Within minutes, the trauma team was whisking the patient off to the operating room, crimson transfusion bags swinging from the IV poles on the gurney and an entourage of support staff and medical trainees in tow.
Riley stood in the middle of the vacant trauma bay looking down at the pools of congealing blood at her feet, the victim’s shredded clothing—cut off to allow for thorough examination—and a myriad of surgical supply wrappers littering the floor.
She felt numb, as if somehow the world was a little slower and duller in the wake of all the commotion. She thought about all the resources being poured into saving the young man’s life and how long and difficult his recovery might be—and whether or not he would make it through surgery. And then there were the bigger questions, the ones she seldom deliberated because they could be so crushing. If the patient survived, would he just return to the same environment where he was bound to be a victim again? Would he, next time, perhaps be the shooter?
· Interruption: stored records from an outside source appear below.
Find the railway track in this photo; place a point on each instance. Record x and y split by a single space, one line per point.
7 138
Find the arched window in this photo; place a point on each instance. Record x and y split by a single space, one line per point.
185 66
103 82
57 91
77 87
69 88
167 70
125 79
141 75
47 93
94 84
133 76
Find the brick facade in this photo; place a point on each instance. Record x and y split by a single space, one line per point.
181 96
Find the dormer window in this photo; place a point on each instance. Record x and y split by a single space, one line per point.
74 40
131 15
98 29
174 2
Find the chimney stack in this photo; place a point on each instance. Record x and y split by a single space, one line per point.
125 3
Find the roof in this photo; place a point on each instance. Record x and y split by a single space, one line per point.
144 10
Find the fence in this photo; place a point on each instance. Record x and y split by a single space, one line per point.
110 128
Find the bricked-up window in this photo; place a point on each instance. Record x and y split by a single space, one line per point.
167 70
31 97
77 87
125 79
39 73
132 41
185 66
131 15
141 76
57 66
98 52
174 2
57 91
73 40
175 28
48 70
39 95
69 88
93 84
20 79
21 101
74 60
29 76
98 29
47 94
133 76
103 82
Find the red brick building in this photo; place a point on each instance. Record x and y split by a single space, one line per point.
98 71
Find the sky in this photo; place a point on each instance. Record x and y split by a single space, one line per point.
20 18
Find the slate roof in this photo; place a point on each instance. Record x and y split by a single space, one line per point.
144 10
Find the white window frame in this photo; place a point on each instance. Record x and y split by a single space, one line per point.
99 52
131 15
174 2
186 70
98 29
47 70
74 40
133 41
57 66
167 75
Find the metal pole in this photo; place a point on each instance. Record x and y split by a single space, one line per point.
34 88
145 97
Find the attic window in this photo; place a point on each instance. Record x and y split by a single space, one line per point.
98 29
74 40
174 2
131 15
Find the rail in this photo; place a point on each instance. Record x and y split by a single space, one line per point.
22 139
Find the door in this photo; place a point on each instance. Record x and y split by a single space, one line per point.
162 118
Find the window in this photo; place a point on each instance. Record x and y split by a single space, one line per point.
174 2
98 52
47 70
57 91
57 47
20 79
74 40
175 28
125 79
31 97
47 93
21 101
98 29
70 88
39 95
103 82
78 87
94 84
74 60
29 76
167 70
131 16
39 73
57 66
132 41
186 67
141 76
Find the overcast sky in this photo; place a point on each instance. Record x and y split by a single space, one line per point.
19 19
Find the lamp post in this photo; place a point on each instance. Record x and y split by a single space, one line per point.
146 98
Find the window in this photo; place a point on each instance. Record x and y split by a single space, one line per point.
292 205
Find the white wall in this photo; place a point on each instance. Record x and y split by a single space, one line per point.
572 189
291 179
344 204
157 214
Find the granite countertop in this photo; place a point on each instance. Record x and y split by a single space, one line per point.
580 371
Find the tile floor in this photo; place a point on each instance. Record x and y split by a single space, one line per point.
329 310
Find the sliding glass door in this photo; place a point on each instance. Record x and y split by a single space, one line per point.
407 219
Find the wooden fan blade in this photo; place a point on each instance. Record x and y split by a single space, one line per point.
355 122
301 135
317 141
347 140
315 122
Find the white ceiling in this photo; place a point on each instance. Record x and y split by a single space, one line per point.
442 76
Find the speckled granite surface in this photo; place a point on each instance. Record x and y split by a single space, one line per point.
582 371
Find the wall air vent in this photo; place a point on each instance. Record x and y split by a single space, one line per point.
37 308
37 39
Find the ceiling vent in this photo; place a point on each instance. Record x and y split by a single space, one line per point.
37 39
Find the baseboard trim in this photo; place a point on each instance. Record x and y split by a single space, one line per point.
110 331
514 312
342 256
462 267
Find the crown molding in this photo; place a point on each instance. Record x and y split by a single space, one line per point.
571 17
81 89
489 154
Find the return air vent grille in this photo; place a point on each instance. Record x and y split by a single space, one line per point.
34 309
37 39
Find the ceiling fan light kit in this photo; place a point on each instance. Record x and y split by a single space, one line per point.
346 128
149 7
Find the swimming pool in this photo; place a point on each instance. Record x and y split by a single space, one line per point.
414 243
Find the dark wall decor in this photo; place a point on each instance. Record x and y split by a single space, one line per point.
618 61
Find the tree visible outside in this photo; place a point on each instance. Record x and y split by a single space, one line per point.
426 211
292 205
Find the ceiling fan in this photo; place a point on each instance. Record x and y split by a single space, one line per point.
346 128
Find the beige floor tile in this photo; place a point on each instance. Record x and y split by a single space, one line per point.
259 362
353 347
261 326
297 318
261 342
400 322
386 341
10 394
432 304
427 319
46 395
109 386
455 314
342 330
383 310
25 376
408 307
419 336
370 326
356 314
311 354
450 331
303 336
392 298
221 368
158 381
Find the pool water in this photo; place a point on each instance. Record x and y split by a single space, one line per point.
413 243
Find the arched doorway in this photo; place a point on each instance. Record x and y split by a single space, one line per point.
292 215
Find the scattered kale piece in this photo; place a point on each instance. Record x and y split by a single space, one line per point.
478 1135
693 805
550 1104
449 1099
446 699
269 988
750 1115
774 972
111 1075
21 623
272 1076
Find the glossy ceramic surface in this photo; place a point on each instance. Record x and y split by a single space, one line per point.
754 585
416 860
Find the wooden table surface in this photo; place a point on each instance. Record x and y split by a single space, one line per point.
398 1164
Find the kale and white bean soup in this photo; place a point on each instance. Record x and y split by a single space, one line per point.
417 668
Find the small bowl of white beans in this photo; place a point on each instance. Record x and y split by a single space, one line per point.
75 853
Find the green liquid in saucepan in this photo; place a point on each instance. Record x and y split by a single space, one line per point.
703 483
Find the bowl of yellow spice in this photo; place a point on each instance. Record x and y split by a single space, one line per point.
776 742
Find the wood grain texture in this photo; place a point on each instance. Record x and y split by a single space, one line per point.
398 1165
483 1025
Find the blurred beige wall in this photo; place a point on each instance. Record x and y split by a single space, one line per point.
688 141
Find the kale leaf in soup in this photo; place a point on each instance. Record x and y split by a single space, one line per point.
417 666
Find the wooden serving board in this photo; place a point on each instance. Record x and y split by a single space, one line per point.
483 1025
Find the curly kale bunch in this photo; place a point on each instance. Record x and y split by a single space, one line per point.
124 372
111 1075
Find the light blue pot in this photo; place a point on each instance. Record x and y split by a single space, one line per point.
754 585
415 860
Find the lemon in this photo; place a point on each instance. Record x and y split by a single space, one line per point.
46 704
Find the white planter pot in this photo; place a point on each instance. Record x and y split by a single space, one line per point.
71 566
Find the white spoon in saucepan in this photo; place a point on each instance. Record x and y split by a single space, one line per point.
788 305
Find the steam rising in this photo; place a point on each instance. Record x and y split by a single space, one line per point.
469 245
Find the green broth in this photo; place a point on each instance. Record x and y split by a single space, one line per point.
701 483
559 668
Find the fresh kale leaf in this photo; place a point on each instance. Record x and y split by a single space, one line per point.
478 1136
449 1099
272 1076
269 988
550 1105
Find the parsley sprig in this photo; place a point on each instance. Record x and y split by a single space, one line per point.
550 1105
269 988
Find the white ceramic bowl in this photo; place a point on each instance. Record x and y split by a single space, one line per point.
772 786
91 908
She headed for the break room, her head buzzing, hoping someone had had time to brew a fresh pot of coffee. Trauma cases were always such a paradox—emotionally draining but somehow also energizing. There was an indescribable peace, a flow of clarity best described as a singularity that came from navigating multiple streams of dynamic data in the middle of a disaster.
Today, she could honestly say her team had done well in their management of the patient’s injuries. There was no question they had all played a part in executing a lifesaving intervention. And for those things, she should have been grateful. But that’s not what she felt. What she felt was lucky, and that was cold comfort to anyone in her profession. Because no one was lucky all the time.